You know Lone Ranger, Hop-along Cassidy, Roy Rogers and their sidekicks’ fake,
distorted, prettified Old West stuff. Stuff where the rich Native American
traditions got short shrift.
Earlier today we had been over to Red
Rock for an Intertribal celebration, a gathering of what was left of the great,
ancient warrior nations that roamed freely here not all that long ago but who
are now mere “cigar store” Indian characters to the public eye. The sounds, the
whispering shrill canyon sounds and all the others, the sights, the colors
radiant as they pulled out all the stops to bring back the old days when they
ruled this West, the spirit, ah, the spirit of our own warrior shaman trances
are still in our heads. I am still in some shamanic-induced trance from the
healing dances, from warrior tom-tom dances, and from the primal scream-like
sounds as they drove away the evil spirits that gathered around them (not hard
enough to drive the marauding “white devil” who had broken their hearts, if not
their spirits though). Not only that but we scored some peyote buttons
(strictly for religious purposes, as you will see) and they have started to
kick in along with the occasional hit from the old bong hash pipe (strictly for
medicinal purposes).
So right now in this dark, abyss dark,
darker than I ever saw the night sky in the East even though it is star-filled,
million star-filled, in this spitting flame-roared campfire throwing shadow
night along with tormented pipe-filled dreams of Angelica I am embedded with
the ghosts of ten thousand past warrior- kings and their people. And if my ears
don’t deceive me, and they don’t, beside Jack’s flute and Mattie’s penny
whistle I hear, and hear plainly, the muted gathering war cries of ancient
drums summoning paint-faced proud, bedecked warriors to avenge their not so
ancient loses, and their sorrows as well.

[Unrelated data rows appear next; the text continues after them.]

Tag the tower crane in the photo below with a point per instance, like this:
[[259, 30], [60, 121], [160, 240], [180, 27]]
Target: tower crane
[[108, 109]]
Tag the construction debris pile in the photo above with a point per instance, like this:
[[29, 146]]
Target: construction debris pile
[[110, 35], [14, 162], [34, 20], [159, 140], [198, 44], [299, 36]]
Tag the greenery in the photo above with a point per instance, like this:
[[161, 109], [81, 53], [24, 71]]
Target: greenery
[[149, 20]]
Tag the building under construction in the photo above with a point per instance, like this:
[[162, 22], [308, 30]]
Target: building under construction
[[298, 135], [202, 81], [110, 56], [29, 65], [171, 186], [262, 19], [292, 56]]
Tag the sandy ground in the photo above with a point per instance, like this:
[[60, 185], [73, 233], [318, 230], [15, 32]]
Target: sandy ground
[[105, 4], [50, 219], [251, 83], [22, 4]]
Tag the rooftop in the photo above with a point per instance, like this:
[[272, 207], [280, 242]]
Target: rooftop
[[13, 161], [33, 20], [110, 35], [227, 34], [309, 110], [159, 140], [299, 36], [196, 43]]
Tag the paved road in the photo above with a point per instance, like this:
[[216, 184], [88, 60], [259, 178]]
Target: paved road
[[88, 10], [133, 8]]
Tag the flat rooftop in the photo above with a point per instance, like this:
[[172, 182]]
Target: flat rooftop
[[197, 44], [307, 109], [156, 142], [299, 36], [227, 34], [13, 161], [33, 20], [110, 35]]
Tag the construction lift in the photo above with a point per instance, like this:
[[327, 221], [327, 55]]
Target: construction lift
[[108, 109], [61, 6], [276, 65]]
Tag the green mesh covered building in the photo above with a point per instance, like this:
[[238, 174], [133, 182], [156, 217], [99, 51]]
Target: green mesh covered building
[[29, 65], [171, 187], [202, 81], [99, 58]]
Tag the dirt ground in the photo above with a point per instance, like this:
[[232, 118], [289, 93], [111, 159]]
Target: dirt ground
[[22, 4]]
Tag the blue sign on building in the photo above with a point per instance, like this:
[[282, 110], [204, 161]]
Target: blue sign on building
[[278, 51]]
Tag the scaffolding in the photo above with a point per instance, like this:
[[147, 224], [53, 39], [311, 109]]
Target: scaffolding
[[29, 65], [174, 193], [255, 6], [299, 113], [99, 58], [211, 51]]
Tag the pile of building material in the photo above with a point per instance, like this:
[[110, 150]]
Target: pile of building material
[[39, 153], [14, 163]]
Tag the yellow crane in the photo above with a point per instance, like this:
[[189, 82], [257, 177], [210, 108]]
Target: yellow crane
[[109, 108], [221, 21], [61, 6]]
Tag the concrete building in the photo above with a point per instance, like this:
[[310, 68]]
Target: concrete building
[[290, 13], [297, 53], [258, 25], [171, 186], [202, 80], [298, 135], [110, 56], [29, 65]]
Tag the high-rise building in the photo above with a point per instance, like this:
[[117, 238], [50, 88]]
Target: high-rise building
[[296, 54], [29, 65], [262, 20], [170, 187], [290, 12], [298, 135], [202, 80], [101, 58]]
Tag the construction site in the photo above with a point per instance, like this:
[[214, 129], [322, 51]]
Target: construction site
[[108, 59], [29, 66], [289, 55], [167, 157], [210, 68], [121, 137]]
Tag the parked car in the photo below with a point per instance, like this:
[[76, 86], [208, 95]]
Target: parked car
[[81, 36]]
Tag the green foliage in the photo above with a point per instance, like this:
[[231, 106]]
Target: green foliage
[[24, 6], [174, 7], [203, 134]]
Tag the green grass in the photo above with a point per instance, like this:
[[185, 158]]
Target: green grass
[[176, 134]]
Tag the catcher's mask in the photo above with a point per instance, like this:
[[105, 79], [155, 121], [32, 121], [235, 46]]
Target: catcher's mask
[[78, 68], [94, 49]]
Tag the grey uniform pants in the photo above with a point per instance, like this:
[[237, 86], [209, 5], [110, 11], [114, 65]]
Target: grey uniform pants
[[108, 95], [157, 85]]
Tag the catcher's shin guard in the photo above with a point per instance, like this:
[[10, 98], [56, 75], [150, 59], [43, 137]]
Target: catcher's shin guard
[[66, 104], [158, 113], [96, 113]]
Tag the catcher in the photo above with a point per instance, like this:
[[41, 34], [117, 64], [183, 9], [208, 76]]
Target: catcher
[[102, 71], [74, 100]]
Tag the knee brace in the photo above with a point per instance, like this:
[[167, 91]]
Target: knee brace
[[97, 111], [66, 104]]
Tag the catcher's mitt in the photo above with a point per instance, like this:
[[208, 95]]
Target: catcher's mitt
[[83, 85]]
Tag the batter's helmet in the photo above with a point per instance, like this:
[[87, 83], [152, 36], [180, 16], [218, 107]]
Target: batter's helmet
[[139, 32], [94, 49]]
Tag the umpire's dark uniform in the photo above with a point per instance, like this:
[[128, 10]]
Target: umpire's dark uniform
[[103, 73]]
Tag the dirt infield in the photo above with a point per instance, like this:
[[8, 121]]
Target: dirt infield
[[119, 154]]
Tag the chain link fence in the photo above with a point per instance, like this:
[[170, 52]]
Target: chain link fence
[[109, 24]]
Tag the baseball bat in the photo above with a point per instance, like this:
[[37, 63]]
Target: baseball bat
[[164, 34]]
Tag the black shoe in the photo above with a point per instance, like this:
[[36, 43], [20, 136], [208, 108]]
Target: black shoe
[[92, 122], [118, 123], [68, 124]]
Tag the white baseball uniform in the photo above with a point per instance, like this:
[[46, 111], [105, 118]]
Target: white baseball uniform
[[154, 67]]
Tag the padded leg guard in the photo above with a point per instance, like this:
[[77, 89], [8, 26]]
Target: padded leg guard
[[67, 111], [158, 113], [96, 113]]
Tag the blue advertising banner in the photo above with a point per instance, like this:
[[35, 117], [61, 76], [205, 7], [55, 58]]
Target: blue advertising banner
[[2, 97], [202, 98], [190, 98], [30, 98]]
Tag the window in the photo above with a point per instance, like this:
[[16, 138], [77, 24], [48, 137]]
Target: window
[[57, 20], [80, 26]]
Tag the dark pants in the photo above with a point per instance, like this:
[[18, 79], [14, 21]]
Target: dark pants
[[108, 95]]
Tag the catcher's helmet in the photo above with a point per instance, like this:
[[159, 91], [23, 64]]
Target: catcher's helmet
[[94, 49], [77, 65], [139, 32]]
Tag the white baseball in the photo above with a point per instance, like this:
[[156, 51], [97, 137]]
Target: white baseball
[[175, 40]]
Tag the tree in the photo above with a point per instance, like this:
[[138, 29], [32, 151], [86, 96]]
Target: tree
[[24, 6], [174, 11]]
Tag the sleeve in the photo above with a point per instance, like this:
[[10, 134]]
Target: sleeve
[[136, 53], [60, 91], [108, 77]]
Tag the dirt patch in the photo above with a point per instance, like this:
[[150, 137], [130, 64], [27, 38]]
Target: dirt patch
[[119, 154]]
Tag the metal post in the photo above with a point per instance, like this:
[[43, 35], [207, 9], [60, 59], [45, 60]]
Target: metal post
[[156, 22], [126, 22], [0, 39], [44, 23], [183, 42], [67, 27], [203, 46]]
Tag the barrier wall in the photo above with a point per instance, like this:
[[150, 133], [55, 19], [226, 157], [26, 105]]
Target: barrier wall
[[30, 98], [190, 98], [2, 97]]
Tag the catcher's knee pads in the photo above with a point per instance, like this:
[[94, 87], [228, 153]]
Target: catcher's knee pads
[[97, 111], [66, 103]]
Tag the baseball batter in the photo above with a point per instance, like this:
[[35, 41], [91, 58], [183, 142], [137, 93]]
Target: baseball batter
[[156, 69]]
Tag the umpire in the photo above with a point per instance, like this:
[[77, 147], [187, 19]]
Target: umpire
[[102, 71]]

And after more pipe-fillings that sound
got louder, louder so that even Jack and Mattie seem transfixed and begin to
play their own instruments louder and stronger to keep pace with the drums.

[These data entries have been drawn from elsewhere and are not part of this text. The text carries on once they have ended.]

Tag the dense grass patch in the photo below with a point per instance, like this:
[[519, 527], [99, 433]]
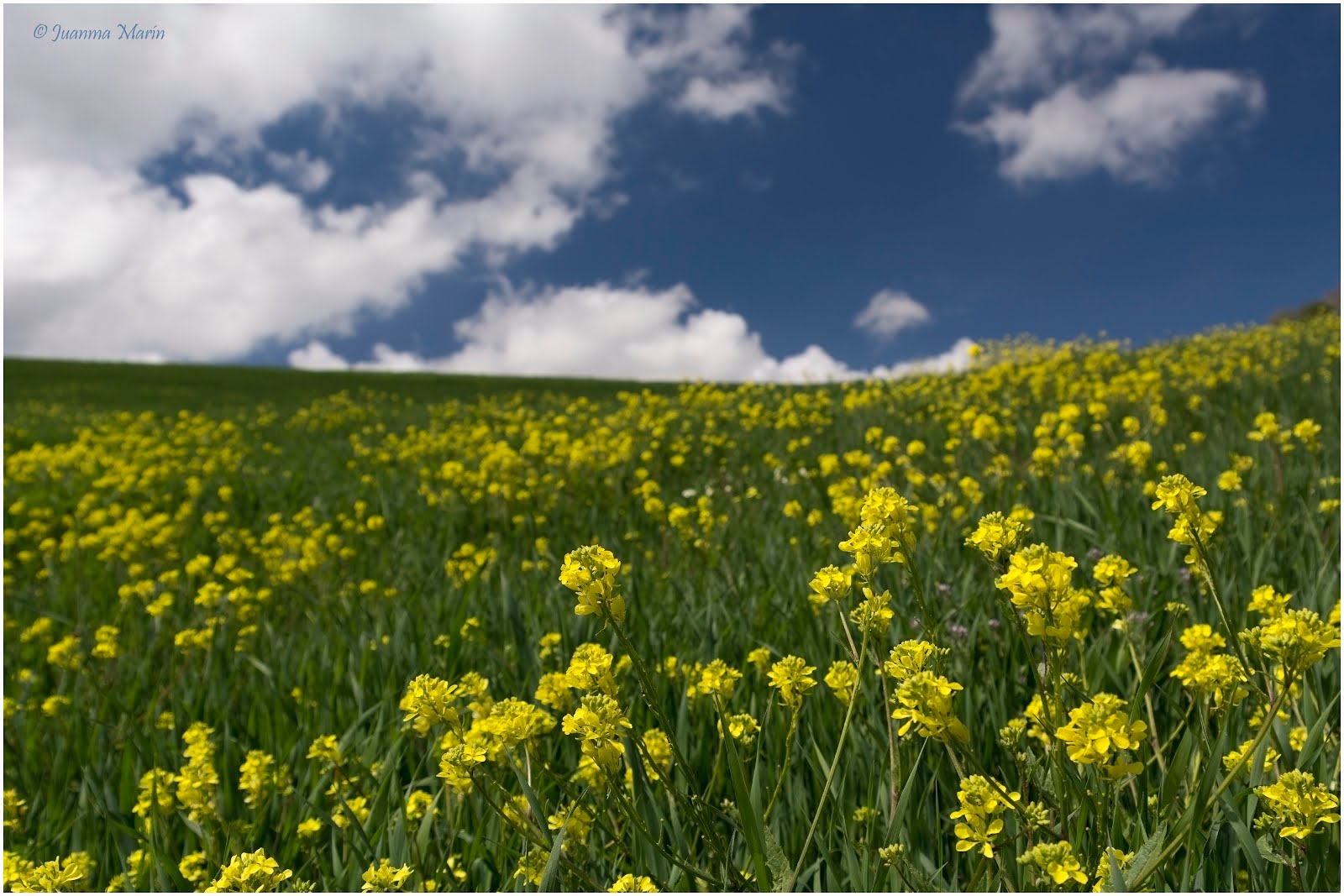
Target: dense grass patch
[[333, 617]]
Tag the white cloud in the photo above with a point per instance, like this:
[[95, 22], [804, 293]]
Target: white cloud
[[102, 264], [1066, 93], [954, 360], [890, 312], [1037, 47], [316, 356], [1132, 129], [730, 98], [620, 332]]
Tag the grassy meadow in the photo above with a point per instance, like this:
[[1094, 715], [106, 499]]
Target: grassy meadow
[[1065, 621]]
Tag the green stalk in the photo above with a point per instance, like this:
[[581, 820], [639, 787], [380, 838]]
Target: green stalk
[[1213, 799], [784, 770], [645, 683], [638, 824], [831, 773]]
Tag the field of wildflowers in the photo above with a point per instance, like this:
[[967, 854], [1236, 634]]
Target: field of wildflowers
[[1066, 621]]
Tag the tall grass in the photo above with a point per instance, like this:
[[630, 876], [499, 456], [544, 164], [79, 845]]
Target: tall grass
[[281, 560]]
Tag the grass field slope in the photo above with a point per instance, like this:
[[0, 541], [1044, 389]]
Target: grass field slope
[[1065, 621]]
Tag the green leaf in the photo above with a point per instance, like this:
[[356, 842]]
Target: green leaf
[[538, 815], [1116, 879], [776, 860], [1243, 839], [1267, 851], [1316, 736], [1151, 672], [1176, 770], [898, 815], [1146, 857], [748, 810], [553, 866]]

Then, magically, magically it seemed anyway, I swear, I swear on anything holy
or unholy, on some sodden forebear grave, on some unborn descendent that off
the campfire- reflected red, red sandstone, grey, grey sandstone, beige (beige
for lack of better color description), beige sandstone canyon echo walls I see
the vague outlines of old proud, feather-bedecked, slash mark-painted Apache
warriors beginning, slowly at first, to go into their ghost dance trance that I
had heard got them revved up for a fight. Suddenly, we three, we three
television-sotted Indian warriors got up and started, slowly at first so we are
actually out of synch with the wall action to move to the rhythms of the
ghosts. Ay ya, ay ya, ay ya, ay ya,…..until we speed up to catch the real pace.

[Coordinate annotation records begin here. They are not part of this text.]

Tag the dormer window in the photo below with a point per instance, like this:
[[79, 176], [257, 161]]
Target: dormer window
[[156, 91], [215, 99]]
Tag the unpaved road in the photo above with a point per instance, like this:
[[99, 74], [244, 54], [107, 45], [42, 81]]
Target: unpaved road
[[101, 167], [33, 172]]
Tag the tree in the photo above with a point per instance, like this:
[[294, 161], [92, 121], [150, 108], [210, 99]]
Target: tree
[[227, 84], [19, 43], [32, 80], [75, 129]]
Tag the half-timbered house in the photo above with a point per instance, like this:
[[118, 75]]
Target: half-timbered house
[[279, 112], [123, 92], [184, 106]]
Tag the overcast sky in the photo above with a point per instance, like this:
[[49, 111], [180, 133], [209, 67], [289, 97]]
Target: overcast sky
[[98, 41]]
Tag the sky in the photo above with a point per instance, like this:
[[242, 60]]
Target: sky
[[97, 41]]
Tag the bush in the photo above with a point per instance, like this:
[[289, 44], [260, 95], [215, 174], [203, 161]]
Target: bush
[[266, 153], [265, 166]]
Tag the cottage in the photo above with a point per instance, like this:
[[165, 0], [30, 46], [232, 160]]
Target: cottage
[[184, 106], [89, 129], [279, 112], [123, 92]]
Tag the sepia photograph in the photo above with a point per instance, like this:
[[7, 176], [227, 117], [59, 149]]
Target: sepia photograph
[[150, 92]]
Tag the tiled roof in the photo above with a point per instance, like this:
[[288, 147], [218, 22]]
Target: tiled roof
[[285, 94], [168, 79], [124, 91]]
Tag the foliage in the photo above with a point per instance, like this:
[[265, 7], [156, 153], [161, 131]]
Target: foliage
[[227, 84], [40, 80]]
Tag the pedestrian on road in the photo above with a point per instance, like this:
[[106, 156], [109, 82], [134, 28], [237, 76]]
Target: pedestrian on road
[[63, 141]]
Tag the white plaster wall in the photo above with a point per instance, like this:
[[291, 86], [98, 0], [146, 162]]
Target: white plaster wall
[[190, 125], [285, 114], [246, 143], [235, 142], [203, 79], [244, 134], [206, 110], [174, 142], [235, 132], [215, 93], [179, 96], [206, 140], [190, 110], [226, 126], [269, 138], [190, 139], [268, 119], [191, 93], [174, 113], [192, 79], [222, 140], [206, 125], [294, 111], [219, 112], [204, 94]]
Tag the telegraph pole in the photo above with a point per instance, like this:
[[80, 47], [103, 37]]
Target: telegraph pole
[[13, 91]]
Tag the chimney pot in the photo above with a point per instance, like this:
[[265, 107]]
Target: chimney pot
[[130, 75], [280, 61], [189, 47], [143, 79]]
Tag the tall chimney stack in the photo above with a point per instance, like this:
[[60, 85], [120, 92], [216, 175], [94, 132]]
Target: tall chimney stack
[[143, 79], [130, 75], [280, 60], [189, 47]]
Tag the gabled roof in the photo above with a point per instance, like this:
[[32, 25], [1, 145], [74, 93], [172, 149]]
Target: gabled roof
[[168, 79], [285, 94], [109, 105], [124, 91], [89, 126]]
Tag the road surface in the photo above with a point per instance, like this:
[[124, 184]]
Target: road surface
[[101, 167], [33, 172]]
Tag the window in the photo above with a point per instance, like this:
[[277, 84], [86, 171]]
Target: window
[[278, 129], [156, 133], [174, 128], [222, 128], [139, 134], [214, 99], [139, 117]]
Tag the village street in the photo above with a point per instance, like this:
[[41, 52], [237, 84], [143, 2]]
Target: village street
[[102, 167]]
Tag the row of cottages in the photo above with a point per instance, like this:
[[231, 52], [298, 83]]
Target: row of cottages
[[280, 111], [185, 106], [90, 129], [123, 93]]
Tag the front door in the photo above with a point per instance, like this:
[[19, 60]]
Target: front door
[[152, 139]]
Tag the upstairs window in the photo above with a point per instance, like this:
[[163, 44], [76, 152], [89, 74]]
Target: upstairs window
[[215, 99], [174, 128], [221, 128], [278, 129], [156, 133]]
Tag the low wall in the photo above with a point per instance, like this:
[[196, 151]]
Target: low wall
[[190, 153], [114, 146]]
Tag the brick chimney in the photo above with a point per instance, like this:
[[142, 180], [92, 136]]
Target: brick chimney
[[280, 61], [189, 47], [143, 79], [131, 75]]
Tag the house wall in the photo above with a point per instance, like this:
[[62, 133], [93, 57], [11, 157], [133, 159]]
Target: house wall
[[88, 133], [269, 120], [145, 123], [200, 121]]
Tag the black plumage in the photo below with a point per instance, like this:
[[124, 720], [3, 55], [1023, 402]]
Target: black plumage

After what seems an eternity we are ready, ready as hell, to go seek revenge
for those white man injustices.
But just as quickly the now flickering
camp fire flame goes out, or goes to ember, the shadow ghost dance warriors are
gone and we crumble in exhaustion to the ground. So much for vengeance. We,
after regaining some strength, all decide that we had better push on, push on
hard, to the ocean. These ancient desert nights, sweet winter desert nights or
not, will do us in otherwise. But just for a moment, just for a weak modern
moment we, or at least I knew, what it was like for those ancient warriors to
seek their own blue-pink great American West night.